There used to be a musician's joke: when two pianists happen to travel on the same train, each takes a different car - as far as possible from each other, violinists seek different compartments, cellists sit one in a corner and the other at the window, while harpsichordists and organists sit together, discussing instruments, fingerings and registration until they miss their destinations. I don't know whether this applies still, but even then I wondered why. Maybe because even at school we needed each other to turn pages or put on registers, and so have few professional secrets. I'll never forget my horror when, as a "beginner", I discerned that my page turner was George Malcolm.

And thus, I hardly know where to begin to remember my friends and colleagues.

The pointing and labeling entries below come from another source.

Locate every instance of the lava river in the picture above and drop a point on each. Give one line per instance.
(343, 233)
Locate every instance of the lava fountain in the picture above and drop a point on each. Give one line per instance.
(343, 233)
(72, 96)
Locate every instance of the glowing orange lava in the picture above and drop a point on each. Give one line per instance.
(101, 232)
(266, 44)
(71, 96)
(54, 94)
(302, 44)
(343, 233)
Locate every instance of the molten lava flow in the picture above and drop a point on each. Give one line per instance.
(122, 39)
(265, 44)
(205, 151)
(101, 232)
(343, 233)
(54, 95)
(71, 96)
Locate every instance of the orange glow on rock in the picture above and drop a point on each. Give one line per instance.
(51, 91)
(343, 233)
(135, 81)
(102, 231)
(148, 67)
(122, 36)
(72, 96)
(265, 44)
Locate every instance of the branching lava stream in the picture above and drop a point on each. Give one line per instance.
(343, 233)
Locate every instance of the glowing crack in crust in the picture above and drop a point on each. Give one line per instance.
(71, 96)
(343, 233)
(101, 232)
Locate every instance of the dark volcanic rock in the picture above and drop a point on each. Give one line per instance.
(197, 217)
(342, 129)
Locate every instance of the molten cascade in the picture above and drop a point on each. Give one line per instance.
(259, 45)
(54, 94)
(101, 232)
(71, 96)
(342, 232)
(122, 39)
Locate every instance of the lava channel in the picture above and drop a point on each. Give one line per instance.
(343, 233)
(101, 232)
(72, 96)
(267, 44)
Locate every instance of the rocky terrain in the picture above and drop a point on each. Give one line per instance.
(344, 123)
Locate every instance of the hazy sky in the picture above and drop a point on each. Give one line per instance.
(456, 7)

Maybe at that unique flat in Budapest, rooms full of books, recordings and papers seemingly haphazardly heaped from floor to ceiling, invaluable documents worth a life to any collector, and in the midst of them, János Sebestyén, organist, harpsichordist and journalist, moves nonchalantly to and fro. Any colleague or friend is welcome at any time of day or night, and a surfeit of goodies, intellectual and others, is in store for them. A required item will, unbelievably, by sleight of hand, be produced by János instantly from the middle of a chaotic and dangerously collapsible heap. And there is never a lack of space, be it on top of the piano or harpsichord, for a sumptuous feast, for János is a Magyar and therefore a gourmet.

I'll never forget the day when János, surprisingly unannounced, rang the bell of our Prague home. We had just sat down to lunch, consuming with delight one of our favourite meals, early potatoes with cottage cheese, a rare delicacy in the Communist times. When I offered János pot-luck, he couldn't hide his horror. "May I leave my luggage and make some necessary calls?" he quickly apologized. In half an hour he reappeared with a huge box of special Prague sandwiches, beaming, and characteristically commenting: "Only a nation of long history and culture can produce something like this!"

In that flat on Fillér utca in Budapest, you could meet scientists, doctors, diplomats, ministers... maybe even heads of states. If you even hinted that you needed some information or maybe were just curious about something, János immediately established a connection with the most knowledgeable person in the field. With his dry English sense of humour, his ever present camera, his all-embracing musicianship, he is unforgettable, a refuge to all his friends, lovable, outgoing and sensitive.

Zuzana Růžičková

This excerpt from Zuzana Růžičková's book Královna cembala was kindly translated by the author.